DeAngelo, 74, had never publicly acknowledged the killings, but offered up a confession of sorts after his arrest that cryptically referred to an inner personality named “Jerry” that he said forced him to commit the wave of crimes that ended abruptly in 1986.
“I did all that,” DeAngelo said to himself while alone in a police interrogation room after his arrest in April 2018, Sacramento County prosecutor Thien Ho said.
“I didn’t have the strength to push him out,” DeAngelo said. “He made me. He went with me. It was like in my head, I mean, he’s a part of me. I didn’t want to do those things. I pushed Jerry out and had a happy life. I did all those things. I destroyed all their lives. So now I’ve got to pay the price.”
The day of reckoning had come for DeAngelo, Ho said.
“The scope of Joseph DeAngelo’s crimes is simply staggering,” Ho said. “Each time he escaped, slipping away silently into the night.”
DeAngelo, seated in a wheelchair on a makeshift stage in a university ballroom that could accommodate hundreds of observers a safe distance apart during the coronavirus pandemic, acknowledged he would plead guilty to 13 counts of murder and dozens of rapes that are too old to prosecute.
The large room at Sacramento State University was made to look like a state courtroom with the seal of the Sacramento County Superior Court behind the judge’s chair and U.S. and state flags on the waist-high riser that served as a sort of stage for a proceeding that had a theater-like feel.
Large screens flanked the makeshift stage so spectators in the ballroom could follow the livestreamed hearing.
Temperatures were taken of everyone in the room and even the judge wore a mask at times when he wasn’t speaking.
DeAngelo, who wore orange jail scrubs and a plastic face shield to prevent possible spread of the virus, listed to one side and his mouth appeared agape as prosecutors read graphic details of crimes, where he raped and killed and then snacked before leaving.

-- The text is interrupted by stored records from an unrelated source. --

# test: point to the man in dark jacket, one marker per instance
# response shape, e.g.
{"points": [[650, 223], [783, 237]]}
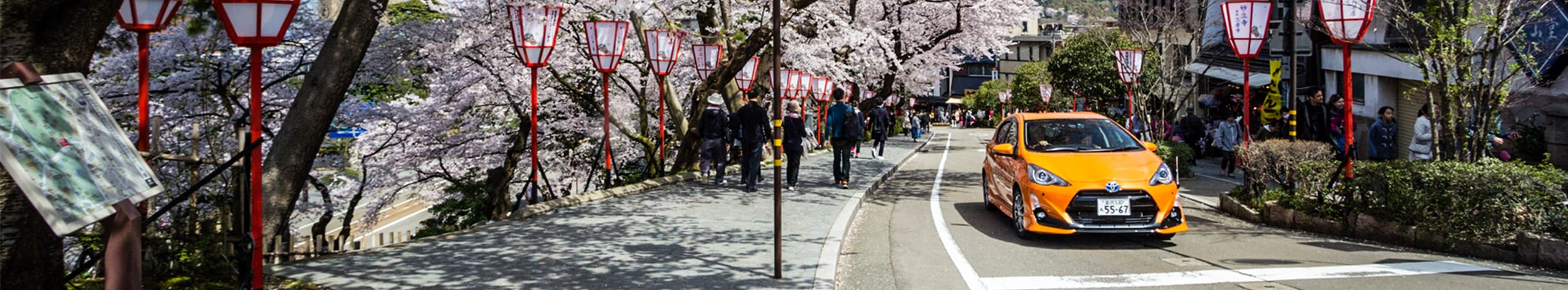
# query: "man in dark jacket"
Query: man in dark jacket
{"points": [[755, 132], [1313, 118], [845, 129], [880, 123], [794, 132], [715, 138]]}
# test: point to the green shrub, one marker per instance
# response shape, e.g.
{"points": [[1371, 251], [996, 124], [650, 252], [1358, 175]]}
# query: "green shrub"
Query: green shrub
{"points": [[1485, 201], [1170, 151]]}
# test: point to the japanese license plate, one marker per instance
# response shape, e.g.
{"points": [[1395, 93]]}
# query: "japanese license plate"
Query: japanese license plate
{"points": [[1114, 206]]}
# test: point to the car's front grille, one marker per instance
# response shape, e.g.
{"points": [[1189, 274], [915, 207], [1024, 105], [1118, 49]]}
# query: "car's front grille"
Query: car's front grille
{"points": [[1084, 212]]}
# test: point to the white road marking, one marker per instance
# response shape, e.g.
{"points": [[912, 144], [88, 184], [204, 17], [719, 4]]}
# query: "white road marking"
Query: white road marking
{"points": [[971, 278], [1233, 276]]}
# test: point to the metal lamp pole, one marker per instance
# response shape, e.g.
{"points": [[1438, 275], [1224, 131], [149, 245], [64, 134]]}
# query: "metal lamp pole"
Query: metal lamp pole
{"points": [[1346, 22], [605, 46], [247, 22], [1247, 29], [533, 33]]}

Family members wept as the proceeding went on for hours. A pile of used tissues sat on the floor next to Jennifer Carole, whose father, attorney Lyman Smith, was slain in 1980 with his wife, Charlene Smith, who was raped before being killed.
“This is much harder than I thought it was going to be. And I thought it was going to be hard,” Carole said.
“I feel a lot of anger, which I don’t think I’ve felt so powerfully before.”